Nothing like a little TLC from a parent
Nothing like a little TLC from a parent

This is a more hazardous process than you might expect. Each parent will go without food for weeks or months at a time so that he or she can watch the egg or chick while the other parent goes back to the sea (which is now even further away, thanks to the growing ice shelf) in search of fish, krill, and other bits of food with which to feed their young. But the egg—which stays safe from the elements by resting on the parents' feet and under the parents' rather fat bellies—must never touch the ice, or else it will freeze, crack, and bring a premature end to the family unit. When the parents exchange duties, they must therefore pass the egg between them through a delicate shuffle of their oversized feet.

Matters are complicated further by predators. The female penguins, having lost so much of their body weight just laying the egg, are the first to go back to the sea; but the leopard seals that lurk there eat penguins just as penguins eat fish, and narrator Morgan Freeman tells us that the seal that kills a penguin takes not only her life, but also "that of her unborn chick, who will never be fed."

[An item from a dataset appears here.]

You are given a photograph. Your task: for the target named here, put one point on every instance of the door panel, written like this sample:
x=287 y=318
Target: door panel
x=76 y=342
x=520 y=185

Does it get any cuter than this
Does it get any cuter than this

When the chicks have hatched and learned to walk, they are assaulted by other birds that fly in and peck at their necks. A bereaved mother also tries to steal another penguin's chick after her own child freezes to death, but the group won't allow it; the other penguins gang up on her and fight her back. Scenes like these may cause young children a bit of anxiety, but they are handled with discretion.

Visually, the film is a bit of a mixed bag. Jacquete captures some striking images, ranging from the epic to the intimate, from the penguins' long shuffling pilgrimage across the barren ice to the dense texture of the penguins' feathers; but some of the footage also has the tacky look of digital video, especially where the underwater scenes are concerned.

Penguins on the march
Penguins on the march

The film also suffers from a tendency to impose human emotion on its creatures. Freeman's narration, written by Jordan Roberts (Around the Bend), tells us things like "the pain is unbearable" and "the reunion is a joyful one." While these particular descriptions may be warranted by the animal behavior on display, we might wonder if the film goes too far in calling itself a "love story," as opposed to a story about, say, primal reproductive instincts. (Is it really love if the characters have different sexual partners every year?) Then again, the original French version of this film was reportedly even more extreme in this regard; instead of an objective narrator, it had three actors providing the inner thoughts of the mama, papa, and baby penguins.